Although the pound barely reacted, the German cental bank's decision is undoubtedly helpful to the Chancellor. It is much easier to hold the line on interest rates when they are falling worldwide rather than rising. As so often in economics, however, there is a sting in the tail. The easing in monetary conditions in the US and Germany reflects an economic slowdown in those countries which is already hurting British exports.

This deterioration in prospects looks set to continue with the CBI's latest monthly survey of industrialists indicating export orders at their lowest level so far this year. The CBI has cut its forecast of export growth for this year to 6.7 per cent from the 8.5 per cent it was predicting in February.

With overseas demand weakening for the time being, the Government has good economic reasons to want to rebalance growth towards domestic demand. The CBI believes this will happen without tax cuts as consumers step up their expenditure, aided and abetted by maturing Tessa accounts and windfall gains from building society takeovers and mergers. The Chancellor, rest assured, will want to lend a helping hand with tax cuts.
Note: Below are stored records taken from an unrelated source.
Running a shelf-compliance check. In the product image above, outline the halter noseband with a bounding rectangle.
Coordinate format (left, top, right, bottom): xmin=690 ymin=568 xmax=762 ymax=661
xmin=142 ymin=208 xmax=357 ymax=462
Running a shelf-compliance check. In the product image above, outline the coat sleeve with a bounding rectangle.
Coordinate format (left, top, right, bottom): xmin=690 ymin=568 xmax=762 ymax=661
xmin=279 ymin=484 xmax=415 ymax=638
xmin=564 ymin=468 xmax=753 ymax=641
Anything less than pounds 4bn-pounds 5bn will come as a grave disappointment to back- benchers. The case against such tax cuts is put cogently by the CBI; public finances are not improving as much as the Government had hoped and will still be showing a big deficit in 1996/7, even though the economic recovery will be quite mature by then.

But while the CBI's recommendations may seem improbable, its concern about the effect of a tax-cutting Budget on interest rates is justified. If there is lee-way on economic policy, it should be exploited by keeping interest rates unchanged or cutting them, not by making irresponsible tax cuts.

Lloyd's monster is not yet buried

Profits at Lloyd's of London have become so unusual as to be almost unbelievable. Apparently, however, the market is now earning them in abundance. According to Chatset, an independent research group, yet to be reported profits for 1993 and 1994 will come in at around pounds 1bn apiece.

The horrors of the late Eighties and early Nineties burned away all memory of Lloyd's as a nice, dependable cheque in the post. Instead, many names were scorched with the traumatic vision of an insurance market gone beserk, transmuted into a money-losing monster of terrifying efficiency.

With that sort of reputation, any good news is welcome. But it is far too soon for the earnest executive faces that have become de rigueur at Lloyd's to break into smiles. Good profits are being made once again, but the money-gobbling monster is still there, looming large out of the past. Lloyd's made over pounds 8bn of losses between 1987 and 1992, a hole into which profits could be poured for some time. But time is Lloyd's scarcest commodity; the past does not lie still. With ancient asbestos and pollution policies, mostly in the US, still being called upon for massive payouts, it constantly threatens to crush the insurance market.

Lloyd's executives are still frantically working on their grand rescue plan - caging the monster of the past so that a separated-off, new Lloyd's can thrive again.

It is a task of daunting complexity, requiring the skills of the politician and psychologist as much as those of the computer wizard. In October, thousands of loss-hit Lloyd's names, will learn the first estimate of how much it is going to cost them to buy themselves out of the Lloyd's nightmare and walk away forever.

Persuading enough of these investors, many of them bitter beyond belief, that this is the best deal, rather than letting Lloyd's go bust, will be an extraordinary coup. There are some positive signs about. But everything is still to play for.